Posted by peeterjoot on December 18, 2009
Hit some nasty old school code today that dates back to our one-time 16-bit OS/2 port. I figured out that 730 lines of code for an ancient function called sqlepost() could all be removed if I could make a change of all lines like so:
- sqlepost(SQLT_SQLE, SQLT_SQLE_SUBCOORD_TERM, 122, SQLE_EBAD_DB_ERR, sizeof(eRC), &eRC); + pdLog( PD_DEV, SQLT_SQLE_SUBCOORD_TERM, eRC, 122, PD_LEVEL_SEV, 0 ) ;
(83 places). A desirable side effect of making this change is that we will stop logging the return code as a byte reversed hex number, and instead log it as a return code. Easier on developers and system testers alike.
perl -p is once again a good friend for this sort of task
s/sqlepost\s*\( \s*(.*?)\s*, # componentID -- unused. \s*(.*?)\s*, # functionID \s*(.*?)\s*, # probe \s*(.*?)\s*, # index -- unused. \s*(.*?)\s*, # size -- unused. \s*&(.*?)\s*\)\s*; # rc /pdLog( PD_DEV, $2, $6, $3, PD_LEVEL_SEV, 0 ) ;/x ;
I made a quick manual modification of each of the call sites that weren’t all in one line, with control-J in vim to put the whole function call on one line, then just had to run:
perl -p -i ./replacementScript `cat listOfFilesWithTheseCalls`
Voila! Very nice if I have to say so myself;)
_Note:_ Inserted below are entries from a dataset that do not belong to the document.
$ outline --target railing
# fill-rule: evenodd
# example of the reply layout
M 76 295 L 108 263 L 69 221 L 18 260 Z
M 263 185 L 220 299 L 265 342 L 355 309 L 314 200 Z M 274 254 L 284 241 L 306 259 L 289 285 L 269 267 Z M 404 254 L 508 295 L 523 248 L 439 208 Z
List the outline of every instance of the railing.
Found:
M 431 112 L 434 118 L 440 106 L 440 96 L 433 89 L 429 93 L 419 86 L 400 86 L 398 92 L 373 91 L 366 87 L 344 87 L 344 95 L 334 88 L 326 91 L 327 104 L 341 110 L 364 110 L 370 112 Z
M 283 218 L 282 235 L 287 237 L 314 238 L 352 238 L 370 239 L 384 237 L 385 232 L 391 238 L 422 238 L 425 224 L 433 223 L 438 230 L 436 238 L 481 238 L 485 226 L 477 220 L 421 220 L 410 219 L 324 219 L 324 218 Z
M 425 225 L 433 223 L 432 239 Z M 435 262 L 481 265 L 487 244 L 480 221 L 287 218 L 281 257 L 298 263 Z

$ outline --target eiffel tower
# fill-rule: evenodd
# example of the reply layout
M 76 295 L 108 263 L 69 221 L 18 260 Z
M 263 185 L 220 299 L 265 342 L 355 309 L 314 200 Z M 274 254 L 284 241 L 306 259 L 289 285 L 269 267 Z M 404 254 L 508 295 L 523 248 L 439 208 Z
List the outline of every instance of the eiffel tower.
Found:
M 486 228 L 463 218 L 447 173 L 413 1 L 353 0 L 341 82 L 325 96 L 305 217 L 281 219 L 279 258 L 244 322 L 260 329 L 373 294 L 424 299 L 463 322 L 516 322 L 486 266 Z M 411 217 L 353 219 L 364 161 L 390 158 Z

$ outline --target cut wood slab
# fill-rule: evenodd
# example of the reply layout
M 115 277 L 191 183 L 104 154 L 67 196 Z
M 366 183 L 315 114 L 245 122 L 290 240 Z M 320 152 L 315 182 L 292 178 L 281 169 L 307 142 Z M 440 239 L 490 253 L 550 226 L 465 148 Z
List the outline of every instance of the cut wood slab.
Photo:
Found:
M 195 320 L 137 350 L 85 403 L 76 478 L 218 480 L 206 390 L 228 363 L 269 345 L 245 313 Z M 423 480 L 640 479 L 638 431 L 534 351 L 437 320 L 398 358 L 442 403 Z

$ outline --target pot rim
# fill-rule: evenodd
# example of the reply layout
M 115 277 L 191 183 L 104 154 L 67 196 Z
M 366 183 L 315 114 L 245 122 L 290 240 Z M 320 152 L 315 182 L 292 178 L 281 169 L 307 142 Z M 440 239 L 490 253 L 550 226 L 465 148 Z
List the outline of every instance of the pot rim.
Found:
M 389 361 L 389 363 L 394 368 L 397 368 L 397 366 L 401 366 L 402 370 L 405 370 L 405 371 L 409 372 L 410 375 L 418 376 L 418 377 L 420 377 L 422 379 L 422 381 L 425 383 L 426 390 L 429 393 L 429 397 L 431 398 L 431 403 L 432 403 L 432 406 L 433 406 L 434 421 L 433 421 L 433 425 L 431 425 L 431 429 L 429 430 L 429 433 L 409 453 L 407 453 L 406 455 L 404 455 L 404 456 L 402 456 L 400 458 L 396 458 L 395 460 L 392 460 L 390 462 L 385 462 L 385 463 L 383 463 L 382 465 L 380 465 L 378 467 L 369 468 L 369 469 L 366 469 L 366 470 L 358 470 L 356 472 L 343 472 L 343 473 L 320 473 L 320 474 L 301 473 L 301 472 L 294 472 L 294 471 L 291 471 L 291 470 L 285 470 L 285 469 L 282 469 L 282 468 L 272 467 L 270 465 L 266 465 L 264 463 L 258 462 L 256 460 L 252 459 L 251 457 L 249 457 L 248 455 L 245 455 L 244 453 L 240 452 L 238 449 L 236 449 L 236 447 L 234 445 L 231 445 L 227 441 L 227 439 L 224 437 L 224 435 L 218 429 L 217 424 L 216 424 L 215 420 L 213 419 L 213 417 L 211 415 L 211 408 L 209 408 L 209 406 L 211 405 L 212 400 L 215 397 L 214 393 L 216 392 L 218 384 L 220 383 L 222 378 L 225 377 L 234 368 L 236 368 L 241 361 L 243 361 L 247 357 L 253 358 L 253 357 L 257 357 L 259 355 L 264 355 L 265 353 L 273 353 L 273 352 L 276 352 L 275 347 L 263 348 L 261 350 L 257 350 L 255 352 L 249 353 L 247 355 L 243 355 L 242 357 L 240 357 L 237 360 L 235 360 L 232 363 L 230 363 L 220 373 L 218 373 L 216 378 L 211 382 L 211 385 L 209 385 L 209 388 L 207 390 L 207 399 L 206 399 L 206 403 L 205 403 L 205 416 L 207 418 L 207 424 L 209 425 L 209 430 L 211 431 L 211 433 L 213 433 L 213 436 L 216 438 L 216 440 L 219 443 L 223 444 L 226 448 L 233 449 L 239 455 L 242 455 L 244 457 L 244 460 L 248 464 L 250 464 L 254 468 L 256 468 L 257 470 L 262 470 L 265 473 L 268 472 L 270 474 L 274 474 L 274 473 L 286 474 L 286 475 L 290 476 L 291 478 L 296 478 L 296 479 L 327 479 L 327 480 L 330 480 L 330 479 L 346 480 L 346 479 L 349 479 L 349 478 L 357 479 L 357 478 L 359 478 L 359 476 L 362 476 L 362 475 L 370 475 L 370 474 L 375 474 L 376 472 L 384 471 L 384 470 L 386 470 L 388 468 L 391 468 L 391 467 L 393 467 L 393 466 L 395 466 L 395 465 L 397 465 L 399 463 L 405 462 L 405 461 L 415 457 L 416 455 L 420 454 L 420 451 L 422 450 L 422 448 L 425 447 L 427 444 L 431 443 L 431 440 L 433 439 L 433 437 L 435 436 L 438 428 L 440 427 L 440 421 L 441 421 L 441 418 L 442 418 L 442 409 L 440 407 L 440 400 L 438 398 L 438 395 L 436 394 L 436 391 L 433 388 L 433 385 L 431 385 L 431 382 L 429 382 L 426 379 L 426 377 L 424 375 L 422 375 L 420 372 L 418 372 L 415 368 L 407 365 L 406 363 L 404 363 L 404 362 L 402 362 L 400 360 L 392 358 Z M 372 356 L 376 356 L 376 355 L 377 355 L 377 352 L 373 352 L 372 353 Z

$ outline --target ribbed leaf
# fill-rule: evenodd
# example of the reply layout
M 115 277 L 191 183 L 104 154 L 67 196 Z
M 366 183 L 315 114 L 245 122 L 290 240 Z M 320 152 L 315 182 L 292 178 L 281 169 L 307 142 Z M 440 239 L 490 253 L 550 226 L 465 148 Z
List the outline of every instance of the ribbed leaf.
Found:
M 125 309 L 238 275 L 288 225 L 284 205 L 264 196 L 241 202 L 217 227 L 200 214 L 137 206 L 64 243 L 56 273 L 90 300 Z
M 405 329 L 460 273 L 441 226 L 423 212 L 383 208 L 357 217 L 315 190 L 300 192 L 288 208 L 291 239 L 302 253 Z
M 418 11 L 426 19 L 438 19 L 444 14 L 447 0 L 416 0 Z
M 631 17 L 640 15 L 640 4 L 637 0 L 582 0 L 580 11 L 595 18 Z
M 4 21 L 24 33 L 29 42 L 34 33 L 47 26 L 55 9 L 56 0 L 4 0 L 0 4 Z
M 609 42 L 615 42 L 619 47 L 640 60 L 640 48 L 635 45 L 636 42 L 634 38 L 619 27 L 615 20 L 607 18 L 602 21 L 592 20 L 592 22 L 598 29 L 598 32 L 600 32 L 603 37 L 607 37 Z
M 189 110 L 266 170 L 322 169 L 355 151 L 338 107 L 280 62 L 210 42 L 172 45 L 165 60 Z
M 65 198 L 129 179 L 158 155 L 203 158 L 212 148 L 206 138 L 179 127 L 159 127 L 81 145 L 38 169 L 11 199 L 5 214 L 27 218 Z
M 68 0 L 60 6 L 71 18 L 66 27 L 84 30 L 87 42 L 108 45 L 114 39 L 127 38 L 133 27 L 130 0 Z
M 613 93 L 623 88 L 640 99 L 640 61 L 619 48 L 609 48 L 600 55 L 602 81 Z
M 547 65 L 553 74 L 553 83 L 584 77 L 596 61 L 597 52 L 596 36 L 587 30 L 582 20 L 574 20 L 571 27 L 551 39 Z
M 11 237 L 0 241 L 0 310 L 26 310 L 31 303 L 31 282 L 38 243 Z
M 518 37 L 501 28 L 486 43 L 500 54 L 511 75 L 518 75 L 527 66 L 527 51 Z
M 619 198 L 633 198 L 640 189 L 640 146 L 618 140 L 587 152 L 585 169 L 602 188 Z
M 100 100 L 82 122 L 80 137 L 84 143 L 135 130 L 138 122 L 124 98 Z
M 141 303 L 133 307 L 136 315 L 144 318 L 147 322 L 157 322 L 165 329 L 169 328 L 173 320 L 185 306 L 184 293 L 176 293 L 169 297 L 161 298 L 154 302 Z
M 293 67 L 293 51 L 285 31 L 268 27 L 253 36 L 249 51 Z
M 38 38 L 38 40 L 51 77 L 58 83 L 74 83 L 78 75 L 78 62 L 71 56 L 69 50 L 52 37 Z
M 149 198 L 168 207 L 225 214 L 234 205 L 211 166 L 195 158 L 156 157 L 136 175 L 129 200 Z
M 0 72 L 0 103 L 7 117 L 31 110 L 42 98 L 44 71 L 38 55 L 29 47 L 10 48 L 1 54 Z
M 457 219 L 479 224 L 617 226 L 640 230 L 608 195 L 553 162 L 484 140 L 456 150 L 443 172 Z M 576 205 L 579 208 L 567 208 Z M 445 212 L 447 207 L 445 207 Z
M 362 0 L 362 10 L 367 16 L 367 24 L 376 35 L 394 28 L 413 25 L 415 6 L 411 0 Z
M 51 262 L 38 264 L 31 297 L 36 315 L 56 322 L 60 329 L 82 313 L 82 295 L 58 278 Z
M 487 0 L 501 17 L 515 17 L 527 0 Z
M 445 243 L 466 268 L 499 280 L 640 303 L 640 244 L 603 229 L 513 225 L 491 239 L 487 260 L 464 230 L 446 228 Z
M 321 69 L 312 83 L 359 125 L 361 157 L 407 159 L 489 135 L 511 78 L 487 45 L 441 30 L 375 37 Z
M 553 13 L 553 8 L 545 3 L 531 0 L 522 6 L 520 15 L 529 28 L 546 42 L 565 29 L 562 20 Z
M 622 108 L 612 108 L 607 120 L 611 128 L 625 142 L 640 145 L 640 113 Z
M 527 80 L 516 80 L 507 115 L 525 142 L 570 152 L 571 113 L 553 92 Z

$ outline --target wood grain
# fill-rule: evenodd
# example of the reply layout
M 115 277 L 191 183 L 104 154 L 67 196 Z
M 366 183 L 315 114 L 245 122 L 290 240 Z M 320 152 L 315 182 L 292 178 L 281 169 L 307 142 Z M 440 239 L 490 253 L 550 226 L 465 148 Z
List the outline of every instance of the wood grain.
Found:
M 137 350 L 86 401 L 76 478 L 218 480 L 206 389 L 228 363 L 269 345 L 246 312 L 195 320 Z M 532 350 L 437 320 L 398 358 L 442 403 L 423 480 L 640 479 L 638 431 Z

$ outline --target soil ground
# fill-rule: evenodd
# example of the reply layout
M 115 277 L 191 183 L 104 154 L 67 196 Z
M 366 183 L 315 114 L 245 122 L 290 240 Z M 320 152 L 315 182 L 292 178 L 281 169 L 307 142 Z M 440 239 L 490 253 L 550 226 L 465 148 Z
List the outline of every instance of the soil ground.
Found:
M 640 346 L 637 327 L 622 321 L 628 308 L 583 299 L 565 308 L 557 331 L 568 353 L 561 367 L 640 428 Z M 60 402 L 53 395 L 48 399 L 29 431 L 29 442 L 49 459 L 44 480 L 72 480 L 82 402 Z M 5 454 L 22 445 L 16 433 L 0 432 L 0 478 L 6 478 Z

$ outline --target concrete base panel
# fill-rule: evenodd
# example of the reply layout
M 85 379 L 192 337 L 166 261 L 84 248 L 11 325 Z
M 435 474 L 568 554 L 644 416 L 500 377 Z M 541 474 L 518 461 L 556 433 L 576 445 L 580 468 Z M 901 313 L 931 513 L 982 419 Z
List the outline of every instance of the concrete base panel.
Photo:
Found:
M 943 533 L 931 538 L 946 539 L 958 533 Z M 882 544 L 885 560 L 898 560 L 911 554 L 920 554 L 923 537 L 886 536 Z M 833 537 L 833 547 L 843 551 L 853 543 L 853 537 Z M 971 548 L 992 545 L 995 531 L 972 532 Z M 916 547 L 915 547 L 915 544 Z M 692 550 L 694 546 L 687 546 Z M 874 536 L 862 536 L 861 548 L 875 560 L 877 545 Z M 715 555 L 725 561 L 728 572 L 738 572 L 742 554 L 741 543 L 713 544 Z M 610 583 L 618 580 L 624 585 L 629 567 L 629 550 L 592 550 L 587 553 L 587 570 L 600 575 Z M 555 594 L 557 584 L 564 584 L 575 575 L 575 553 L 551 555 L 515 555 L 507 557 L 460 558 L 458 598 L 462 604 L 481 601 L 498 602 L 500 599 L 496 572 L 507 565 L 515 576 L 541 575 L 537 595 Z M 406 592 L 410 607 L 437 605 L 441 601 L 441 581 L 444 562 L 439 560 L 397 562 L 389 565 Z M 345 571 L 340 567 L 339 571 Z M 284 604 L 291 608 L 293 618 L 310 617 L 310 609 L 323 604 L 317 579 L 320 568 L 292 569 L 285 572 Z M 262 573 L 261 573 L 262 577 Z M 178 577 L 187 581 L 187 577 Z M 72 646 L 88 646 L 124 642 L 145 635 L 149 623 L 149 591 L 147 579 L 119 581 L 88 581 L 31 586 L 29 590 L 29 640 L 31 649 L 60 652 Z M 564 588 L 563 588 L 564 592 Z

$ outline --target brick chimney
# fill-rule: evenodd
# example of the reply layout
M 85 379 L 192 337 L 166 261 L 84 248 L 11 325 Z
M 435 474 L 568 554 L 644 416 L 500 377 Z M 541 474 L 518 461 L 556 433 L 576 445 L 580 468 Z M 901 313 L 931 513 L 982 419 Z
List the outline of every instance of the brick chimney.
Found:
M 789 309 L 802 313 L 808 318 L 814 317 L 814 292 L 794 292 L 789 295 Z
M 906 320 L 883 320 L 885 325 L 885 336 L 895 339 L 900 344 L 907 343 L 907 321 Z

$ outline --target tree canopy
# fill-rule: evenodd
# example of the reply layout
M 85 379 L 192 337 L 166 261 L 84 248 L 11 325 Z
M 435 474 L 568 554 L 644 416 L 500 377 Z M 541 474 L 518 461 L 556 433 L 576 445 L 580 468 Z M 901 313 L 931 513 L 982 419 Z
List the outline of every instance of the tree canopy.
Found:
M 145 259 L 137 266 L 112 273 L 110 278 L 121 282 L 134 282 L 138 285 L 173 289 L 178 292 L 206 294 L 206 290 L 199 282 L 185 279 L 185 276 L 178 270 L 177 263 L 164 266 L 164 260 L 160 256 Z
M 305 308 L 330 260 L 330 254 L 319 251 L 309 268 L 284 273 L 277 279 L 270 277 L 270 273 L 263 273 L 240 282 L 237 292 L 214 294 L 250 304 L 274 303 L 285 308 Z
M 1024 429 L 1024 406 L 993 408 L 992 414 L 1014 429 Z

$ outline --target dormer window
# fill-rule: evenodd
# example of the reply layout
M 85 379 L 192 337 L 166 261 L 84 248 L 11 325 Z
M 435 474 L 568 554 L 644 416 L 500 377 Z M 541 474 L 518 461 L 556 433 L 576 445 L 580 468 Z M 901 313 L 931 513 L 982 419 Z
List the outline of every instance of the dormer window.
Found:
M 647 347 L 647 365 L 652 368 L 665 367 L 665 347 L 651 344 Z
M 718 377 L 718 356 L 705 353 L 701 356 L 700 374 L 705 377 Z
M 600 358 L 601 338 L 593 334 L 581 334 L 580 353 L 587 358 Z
EDIT: it was pointed out to me that the regular expressions used above are not entirely obvious. Here’s a quick synopsis:
\s space . any character * zero or more of the preceding (.*) capture an expression (creates $1, $2, ...) ie. zero or more of anything. (.*?) capture an expression, but don't be greedy, only capturing the minimal amount. \( a plain old start brace character (ie. non-capturing) \) a plain old end brace character.